By way of introduction—“elf-shot” was the belief, deriving from Anglo-Saxon times and spreading throughout England, Scotland and Ireland, that elves or fairies shot cattle with arrows to make them sick. Prehistoric arrowheads were often identified with these arrows and were called elf-bolts or fairy darts. While the idea definitely came to Appalachia with the Scots Irish and English who settled there, fairy/elf-related elf-shot references are rare (most likely because the phenomenon came to be associated more often with witches). That being said, the fact that both historian James Adair (in 1775) and postman Tom Fields (in ~1920) associated Cherokee arrowheads with fairies suggests that some Appalachians must have remembered the fairy / elf-shot connection.
1775 – James Adair
- Observes Cherokee arrowheads, most likely in North Carolina.

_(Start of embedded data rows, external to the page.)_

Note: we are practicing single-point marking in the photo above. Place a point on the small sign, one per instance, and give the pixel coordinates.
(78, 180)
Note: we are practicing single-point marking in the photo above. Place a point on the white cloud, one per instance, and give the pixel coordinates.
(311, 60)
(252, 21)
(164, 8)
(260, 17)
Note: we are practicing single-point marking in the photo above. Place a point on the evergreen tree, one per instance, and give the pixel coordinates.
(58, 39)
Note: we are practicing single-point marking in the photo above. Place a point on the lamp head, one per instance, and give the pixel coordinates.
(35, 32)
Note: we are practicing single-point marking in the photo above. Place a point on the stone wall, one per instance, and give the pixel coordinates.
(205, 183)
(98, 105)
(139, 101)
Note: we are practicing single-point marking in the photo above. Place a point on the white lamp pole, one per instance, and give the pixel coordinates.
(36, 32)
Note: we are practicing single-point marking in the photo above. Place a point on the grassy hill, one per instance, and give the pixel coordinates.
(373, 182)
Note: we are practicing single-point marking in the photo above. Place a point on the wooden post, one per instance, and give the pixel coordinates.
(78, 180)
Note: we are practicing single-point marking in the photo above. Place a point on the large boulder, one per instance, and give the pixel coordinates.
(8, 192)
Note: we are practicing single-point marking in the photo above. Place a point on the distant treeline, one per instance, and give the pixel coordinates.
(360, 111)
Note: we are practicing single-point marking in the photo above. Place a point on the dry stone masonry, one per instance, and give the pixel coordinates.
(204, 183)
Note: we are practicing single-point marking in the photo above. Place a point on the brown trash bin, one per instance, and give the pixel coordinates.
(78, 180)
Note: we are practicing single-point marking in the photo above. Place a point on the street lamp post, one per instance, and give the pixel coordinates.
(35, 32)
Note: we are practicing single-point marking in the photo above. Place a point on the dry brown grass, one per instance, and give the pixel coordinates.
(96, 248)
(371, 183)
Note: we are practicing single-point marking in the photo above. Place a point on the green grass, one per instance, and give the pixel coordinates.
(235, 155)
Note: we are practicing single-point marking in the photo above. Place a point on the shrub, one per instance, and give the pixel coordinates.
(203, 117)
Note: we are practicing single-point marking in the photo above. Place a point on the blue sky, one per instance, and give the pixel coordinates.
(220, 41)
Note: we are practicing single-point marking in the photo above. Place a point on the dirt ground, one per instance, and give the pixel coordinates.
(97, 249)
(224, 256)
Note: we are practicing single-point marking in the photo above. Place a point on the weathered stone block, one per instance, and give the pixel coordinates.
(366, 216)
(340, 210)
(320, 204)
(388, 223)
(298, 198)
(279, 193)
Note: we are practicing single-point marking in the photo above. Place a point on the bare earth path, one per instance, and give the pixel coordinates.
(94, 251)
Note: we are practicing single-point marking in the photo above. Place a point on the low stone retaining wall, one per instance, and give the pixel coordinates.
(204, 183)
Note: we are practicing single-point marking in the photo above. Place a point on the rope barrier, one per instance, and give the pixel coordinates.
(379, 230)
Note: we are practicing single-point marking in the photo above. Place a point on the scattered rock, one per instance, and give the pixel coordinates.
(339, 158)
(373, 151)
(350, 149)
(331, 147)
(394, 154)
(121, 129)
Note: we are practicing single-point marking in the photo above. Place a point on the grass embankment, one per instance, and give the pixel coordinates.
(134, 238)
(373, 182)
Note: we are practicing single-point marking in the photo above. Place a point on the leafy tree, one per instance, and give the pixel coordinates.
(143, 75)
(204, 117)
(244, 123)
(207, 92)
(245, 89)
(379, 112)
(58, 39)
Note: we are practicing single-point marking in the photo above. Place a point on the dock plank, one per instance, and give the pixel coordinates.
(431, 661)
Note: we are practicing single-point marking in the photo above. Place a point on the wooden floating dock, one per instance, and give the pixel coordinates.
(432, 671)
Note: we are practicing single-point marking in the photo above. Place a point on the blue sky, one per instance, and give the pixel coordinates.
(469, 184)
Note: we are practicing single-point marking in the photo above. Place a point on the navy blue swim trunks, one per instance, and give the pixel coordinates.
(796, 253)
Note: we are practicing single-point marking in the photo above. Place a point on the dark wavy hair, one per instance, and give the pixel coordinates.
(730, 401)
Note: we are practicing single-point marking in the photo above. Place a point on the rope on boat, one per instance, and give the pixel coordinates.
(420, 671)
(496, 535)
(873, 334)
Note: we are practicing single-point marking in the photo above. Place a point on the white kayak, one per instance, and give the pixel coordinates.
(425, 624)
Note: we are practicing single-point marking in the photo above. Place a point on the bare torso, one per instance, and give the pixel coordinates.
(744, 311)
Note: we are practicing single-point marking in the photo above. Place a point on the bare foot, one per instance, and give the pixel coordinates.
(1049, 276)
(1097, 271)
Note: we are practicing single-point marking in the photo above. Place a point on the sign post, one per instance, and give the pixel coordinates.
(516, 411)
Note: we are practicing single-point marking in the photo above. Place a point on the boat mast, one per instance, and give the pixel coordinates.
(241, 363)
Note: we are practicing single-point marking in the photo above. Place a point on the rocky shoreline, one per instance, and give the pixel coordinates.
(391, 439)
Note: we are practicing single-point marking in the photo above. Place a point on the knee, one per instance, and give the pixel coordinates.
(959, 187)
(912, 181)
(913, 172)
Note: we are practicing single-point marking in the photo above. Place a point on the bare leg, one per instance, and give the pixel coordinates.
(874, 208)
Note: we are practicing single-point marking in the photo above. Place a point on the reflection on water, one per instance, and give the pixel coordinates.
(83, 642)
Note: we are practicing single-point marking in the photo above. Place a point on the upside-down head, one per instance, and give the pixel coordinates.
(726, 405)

- Notes similarity to Irish “elf-stones” (prehistoric flints thought magical, as shot by “night fairies,” and used as a remedy against disease in cattle).
- Suggests European settlers in North America recognized the connection to elf-shot folklore from their homeland.
Late 1700s – Early 1800s
- Scots-Irish settlers bring folk beliefs about elf-shot: invisible darts harming humans or livestock.
- Flint arrowheads (both European artifacts and Native artifacts) are mentally coded as potential “elf-bolts” or protective charms.
- Belief mainly survives as a concept or motif, not necessarily involving literal fairies in everyday speech or the term “elf-shot.”
Mid–Late 1800s
- J. Hampden Porter (1894) notes fear of elf-shot among mountain whites.
- Porter’s framing is somewhat comparative: he draws on British/Irish analogies but documents Appalachian fears of unseen projectiles and remedies.
- The agent causing elf-shot is unnamed; elsewhere, it is sometimes attributed to witches or general malevolent forces.
Early 1900s – Tom Fields (~1920)
- Rare instance of literal fairy attribution: Tom Fields reports his horse being shot by fairies in eastern Kentucky. He keeps the “fairy arrowhead” as a charm.
- Demonstrates that the European elf-shot motif survived verbally and conceptually, and could occasionally be interpreted literally (that is, shot by fairies).
- Likely reinforced by the continuing material culture association of flint arrowheads with magical projectiles.
Key takeaway
- The literal belief in fairies as shooters was rare in Appalachia.
- The broader motif — unseen projectiles harming humans or animals, remedies with stones/flints — survived robustly.
- The combination of:
- European elf-shot folklore,
- Folk memory of elf-stones, and
- Encounter with Native flints
. . .creates a plausible pathway for occasional literal fairy associations like Tom Fields’ testimony.
NB. The image in the header is a sketch of a silver-mounted elf dart from the book The Ancient Stone Implements (1897).